When the claim was made by the operational creditor against the resolution plan regarding the unfair and arbitrary distribution of the debt. As the financial creditors were getting 95% of the recovery as compared to operational creditors. The NCLAT held that the operational creditor and the financial creditor should be treated equally with the distribution of funds. Including employees who have less than 1 cr. Claims should be 100% recovered. And the operational creditors above 1 cr. Should have 60.7 % recovery.
This was further challenged in SC. The SC overruled the judgement of NCLAT by stating that the financial creditor must have a greater recovery rate than the operational creditor and in insolvency and bankruptcy the CoC will have the last and final say. The major statement regarding the judgement was that the NCLT or NCLAT will not interfere in the commercial decision of CoC. It has clearly stated that the judicial review will be limited on the ground stated in IBC under section 30(2) in the case of NCLT and section 61(3) in the case of NCLAT.
These were the two major judgement that signifies the importance of the financial creditors in the IBC. In the whole process of resolution, the committee of creditors plays a vital role in making the decision.

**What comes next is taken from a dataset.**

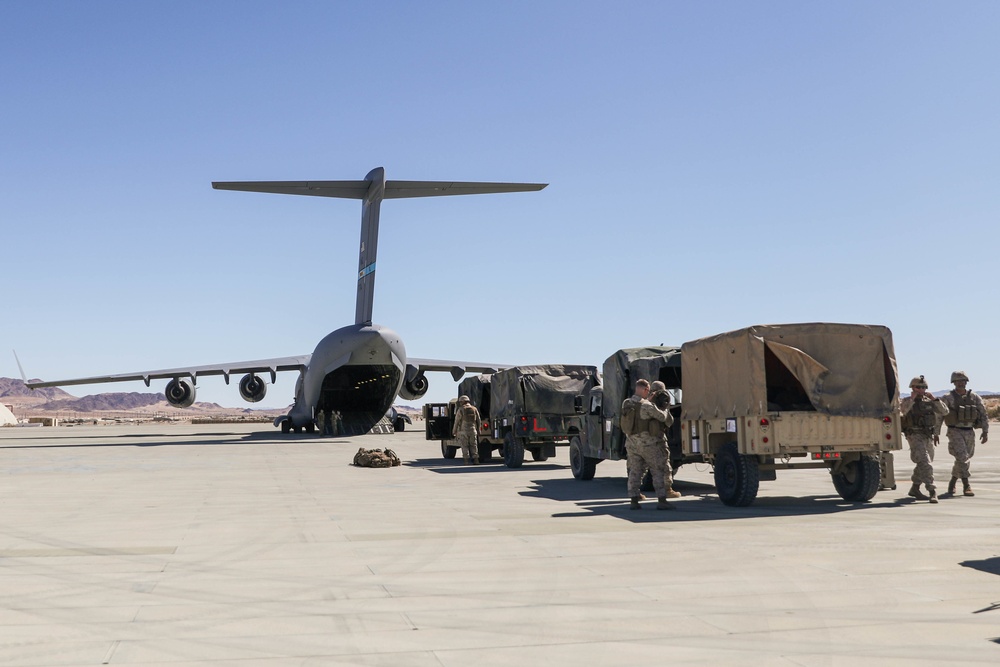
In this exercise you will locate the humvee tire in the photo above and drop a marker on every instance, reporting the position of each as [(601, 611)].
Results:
[(737, 478), (583, 467), (858, 481), (513, 451)]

Their decision can affect the whole process of resolution. First preference is given to the financial creditor in their absence operational creditor will be part of a committee of the creditor.
“in place a code of conduct for CoC that shall elevate accountability and responsibility of CoC to ensure transparency in the functioning of a CoC”[8] This is from the discussion of the IBBI board. The major responsibility of the process lies on CoC as they have to confirm the final plan for the resolution out of all. Given this role, It is important to understand the responsibility and accountability that comes along with it. It is assumed that this being such a responsible work there should be fair and transparent. The importance of CoC has been recognized repeatedly by the Supreme court.
Conclusion
Here we can see that doctrine of equality amongst the equal has been appropriately applied. The difference between the financial creditor and the operational creditors has been appreciated. There is sure some upper hand to the financial creditor as compared to operational creditor. But this act needs to revisit the said part of supremacy given to CoC as the recovery for the financial creditor is going above 90% which can make it difficult for the operational creditor and can be biased.
But despite this, the responsibility given to the CoC cannot be questioned except on some limited grounds because of the commercial wisdom given to them. With the power, there needs to be a practice with transparency. And the IBC process will certainly make it easy for the company to exit.
References:
[1] Sudip Mahapatra And Co-Author, Operational Creditors In Insolvency: A Tale Of Disenfranchisement,[2020], Mondaq, https://www.mondaq.com/india/insolvencybankruptcy/971940/operational-creditors-in-insolvency-a-tale-of-disenfranchisement
[2] Archan Shah And Co-Author, Objective Of Insolvency Law: Resolution Over Liquidation, [2017], Business Today, https://www.businesstoday.in/opinion/story/objective-of-insolvency-and-bankruptcy-law-ibc-resolution-liquidation-87607-2017-12-19
[3] Remya Nair And Anil Padhmananhan, Bankruptcy Code That Will Change How Business is done, [2015] , Livemint, https://www.livemint.com/Politics/y2D3JhMNSPKxxS74p1KZCP/Bankruptcy-code-will-change-how-business-is-done-TK-Viswana.html
[4] https://ibbi.gov.in/uploads/resources/b7dfd3332bc133fde5783cf70b9371a1.pdf
[5] Section 7, CORPORATE INSOLVENCY RESOLUTION PROCESS
[6] Swiss Ribbons Private Limited & Anr. v. Union of India, (2019) SCC OnLine SC 73
[7] Committee of Creditors of Essar Steel India Limited (through authorized signatory) v. Satish Kumar Gupta and Others, (2020) 8 SCC 531.